像呼啸而来的寒风,将她的骨头刮了个彻骨的凉。
他们说,那个人放弃她了。
那个人在黑暗里晕着治愈着她的光走过来,在朝她伸出手后,也一脸漠然的居高临下俯视着她,冷冰冰道:
“你连向命运叫嚣的能力都失去了,叫我怎么去拉你?”
是啊,她麻木的接受了所谓的命运,在烂泥潭中苟且偷生,浑噩度日,即使别人拉了她一把,站起来的她也会因为懦弱麻木再次跌倒回去。
这样的她,有什么好相帮的?
那个人看到这样的她,也会心灰意冷吧?
捂着耳朵的女孩在人们的欢声笑语中苍白者嘴角,痛苦之色越绷越紧,在穿着校服的少男少女低嘲热讽中,冉落终于爆发。
“够了!”
她猛地抬起头,凌乱的头发又长又黑,贴在脸上,配着那唇上的怒吼,显得骇人无比。
冉落的声音低哑且嘶吼着,掺杂着沉漫的怒:“闭嘴!”
她抬起头,青丝之下,一片爆发的愠。
“你们,闭嘴!”
说着话的几人突然就被吓住了。
眼见着刚才还一身怯懦痛苦、像受惊的羔羊般的人,此刻带着一身压抑不住的戾气,擦过他们的身,直直朝走廊尽头的厕所而去。
过道内安静无比。
几人彼此对望,皆看到了对方眼里的怪异和震惊。
“刚才……是她说的话吗?”
“她叫我们……滚?”
“听错了吧……”
谁敢相信,冉落会怒吼着让他们闭嘴?
简直天方夜谭!
“魔怔了魔怔了,肯定是魔怔了……”
还有,冉落是没有拄拐,并且毫无阻遏的进入到了楼层厕所内?
她不是看不见吗?怎么走的那样顺畅?
一时间,人们也有些好奇她去做什么了,便有人带着头朝厕所走,却没走几步就再次见到了刚才消失在视线中的女孩。

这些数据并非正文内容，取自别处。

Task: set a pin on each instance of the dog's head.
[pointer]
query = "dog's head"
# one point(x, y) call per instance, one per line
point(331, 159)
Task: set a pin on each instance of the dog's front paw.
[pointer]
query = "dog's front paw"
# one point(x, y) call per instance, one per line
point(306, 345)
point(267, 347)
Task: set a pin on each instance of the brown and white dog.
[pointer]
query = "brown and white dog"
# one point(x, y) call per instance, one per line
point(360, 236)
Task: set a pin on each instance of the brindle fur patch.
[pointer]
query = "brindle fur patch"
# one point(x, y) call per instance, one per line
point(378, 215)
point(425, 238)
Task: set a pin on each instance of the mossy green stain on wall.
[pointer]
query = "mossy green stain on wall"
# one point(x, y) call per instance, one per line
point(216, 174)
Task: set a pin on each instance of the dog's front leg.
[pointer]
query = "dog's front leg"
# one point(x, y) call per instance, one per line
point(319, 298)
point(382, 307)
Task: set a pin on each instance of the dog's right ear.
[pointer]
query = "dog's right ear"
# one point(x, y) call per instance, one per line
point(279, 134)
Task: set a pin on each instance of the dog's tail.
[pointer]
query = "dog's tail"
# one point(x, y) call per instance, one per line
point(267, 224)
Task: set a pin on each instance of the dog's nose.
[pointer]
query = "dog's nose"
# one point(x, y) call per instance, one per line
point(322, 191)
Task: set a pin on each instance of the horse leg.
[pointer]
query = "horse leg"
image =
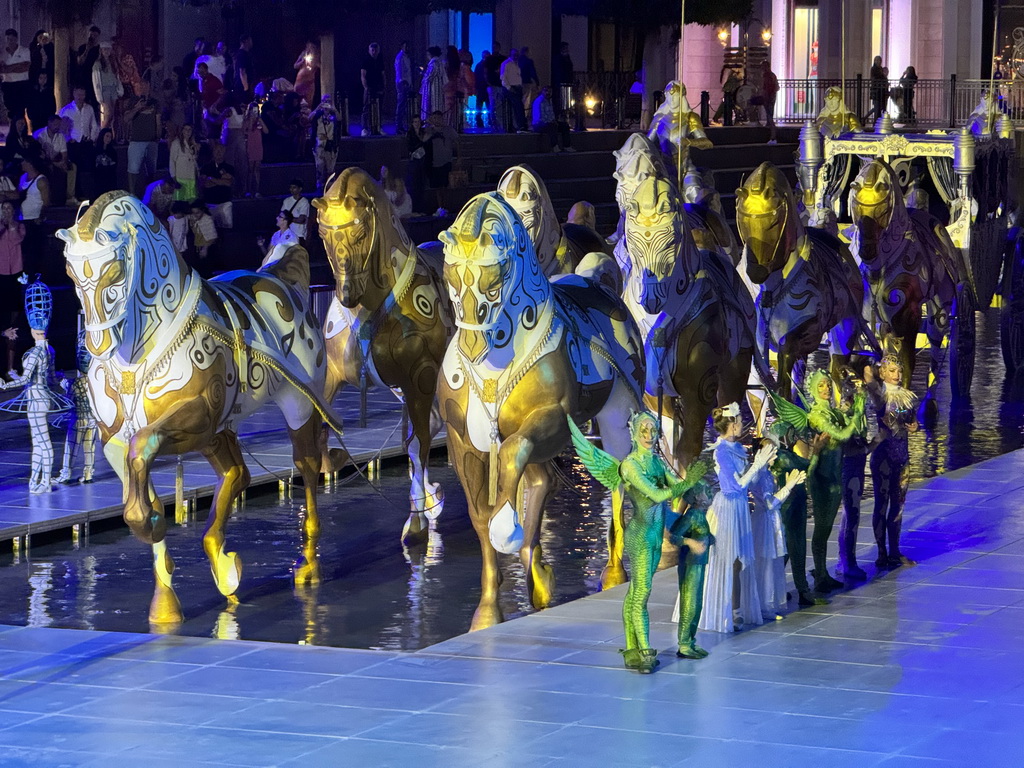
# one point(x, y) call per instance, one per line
point(224, 456)
point(425, 498)
point(538, 484)
point(165, 609)
point(612, 422)
point(786, 359)
point(305, 454)
point(733, 377)
point(331, 459)
point(471, 467)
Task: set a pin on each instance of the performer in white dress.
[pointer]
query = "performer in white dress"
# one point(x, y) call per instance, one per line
point(731, 597)
point(769, 538)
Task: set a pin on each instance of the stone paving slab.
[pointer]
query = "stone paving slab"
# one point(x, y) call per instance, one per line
point(265, 448)
point(915, 669)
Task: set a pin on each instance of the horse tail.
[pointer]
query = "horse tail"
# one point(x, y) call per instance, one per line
point(293, 268)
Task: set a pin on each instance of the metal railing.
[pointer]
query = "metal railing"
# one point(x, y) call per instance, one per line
point(926, 103)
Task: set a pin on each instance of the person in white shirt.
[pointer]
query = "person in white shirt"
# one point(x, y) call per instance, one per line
point(403, 86)
point(512, 83)
point(84, 127)
point(299, 208)
point(54, 147)
point(14, 62)
point(282, 240)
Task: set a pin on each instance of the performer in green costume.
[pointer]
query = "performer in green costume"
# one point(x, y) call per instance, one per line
point(691, 531)
point(824, 477)
point(650, 483)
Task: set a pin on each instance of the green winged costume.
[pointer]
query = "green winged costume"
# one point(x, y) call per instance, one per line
point(650, 484)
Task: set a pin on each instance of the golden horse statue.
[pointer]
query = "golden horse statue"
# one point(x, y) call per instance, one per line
point(559, 248)
point(178, 363)
point(527, 352)
point(911, 265)
point(694, 313)
point(638, 160)
point(389, 321)
point(809, 285)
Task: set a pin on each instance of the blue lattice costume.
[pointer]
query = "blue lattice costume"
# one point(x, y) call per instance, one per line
point(40, 397)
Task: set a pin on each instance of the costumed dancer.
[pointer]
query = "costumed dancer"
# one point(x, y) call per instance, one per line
point(794, 454)
point(650, 483)
point(39, 398)
point(731, 597)
point(854, 462)
point(824, 476)
point(80, 422)
point(769, 536)
point(896, 409)
point(691, 531)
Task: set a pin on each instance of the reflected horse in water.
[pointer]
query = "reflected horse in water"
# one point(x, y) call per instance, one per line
point(527, 352)
point(809, 284)
point(911, 265)
point(694, 313)
point(178, 363)
point(389, 321)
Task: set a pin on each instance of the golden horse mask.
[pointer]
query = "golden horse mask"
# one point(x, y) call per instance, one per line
point(871, 197)
point(485, 252)
point(654, 236)
point(348, 226)
point(101, 263)
point(765, 220)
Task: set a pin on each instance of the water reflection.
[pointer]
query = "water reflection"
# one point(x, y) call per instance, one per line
point(376, 594)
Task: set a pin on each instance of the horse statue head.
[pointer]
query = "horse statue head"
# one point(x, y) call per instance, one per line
point(524, 190)
point(659, 242)
point(358, 225)
point(637, 160)
point(126, 272)
point(767, 220)
point(878, 209)
point(493, 274)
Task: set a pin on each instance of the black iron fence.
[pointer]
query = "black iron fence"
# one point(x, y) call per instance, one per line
point(925, 103)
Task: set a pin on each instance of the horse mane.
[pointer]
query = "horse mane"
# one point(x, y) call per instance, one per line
point(293, 268)
point(89, 222)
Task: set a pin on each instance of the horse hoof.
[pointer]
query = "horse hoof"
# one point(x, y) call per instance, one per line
point(306, 571)
point(543, 585)
point(434, 503)
point(486, 615)
point(612, 576)
point(227, 572)
point(165, 610)
point(416, 530)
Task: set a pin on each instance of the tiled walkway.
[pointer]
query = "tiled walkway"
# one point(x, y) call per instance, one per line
point(918, 668)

她看上去很狼狈,身上湿哒哒的滴着水,可让人们感到心头一跳的不是她那不同寻常的气势,而是——
此刻的冉落,手上的盲杖已经换成了一个白色的桶,有些透光的塑料材质能够让人清晰的看见里面是浅浅晃动的液体。
毫无疑问,和他们之前泼在冉落身上的水来自同一个地方。
下意识的,走在前面的人顿住了脚,在冉落朝着他们而来的步子中开始往后退,他们开始察觉到冉落行为。
“妈的!她是疯了吧!”
可显然,在场的几人都从来没有真正的了解过这个时常被他们逗弄的同学,即使视力差到极致,到了瞎的地步,可冉落身上的巫力依旧不受影响的瞬间散开。
她脚下的步子不算快,却迈的很稳,不过瞬息便追上了那试图逃离这个诡异现场的人。
“哗——”
染着浓郁腥臭味的水在半空跃了一个弧度,哗啦啦的洒落在了地上。
少年少女们跳着脚躲,在这不算宽敞的走廊上却还是被淋了个透彻。
有人因为急切躲开摔倒在地,姿势狼狈,有的没被淋到多少,却依旧沾了一身的腥臭,呕吐不已。
捏着空了的水桶,冉落站的笔直,嘴角的弧度很冷。
“下一次再捉弄我,就不只是泼回去这么简单了,”她把手中的水桶冲前方抬手扔出去,听见一个男生的声音抽痛呼声,哆嗦着的唇瓣却上下噏合:“我会把这桶,砸在你们的脑袋上!”
这是冉落第一次如此剧烈的反抗。
虽然不知道泼准了没。
但这一次,她却挺直了腰板。
人们不知道为什么今天的冉落这样的吓人,竟然反抗让他们如此狼狈,气势也如此骇人。
当时也只觉得大脑嗡嗡作响,在满地的水渍中逃离现场。
察觉到人走后,冉落像是忽然被人抽干力气般,身体一摇晃好几下,却还是堪堪稳住,找到被自己拿出来的桶,凭着记忆走进了班级。
另一个楼梯口转角处,两道身影立在墙处。
褚妮回头看着懒散倚在墙上的人勾唇笑起来:“阿笙,你为什么会觉得,小冉落会自己站起来?”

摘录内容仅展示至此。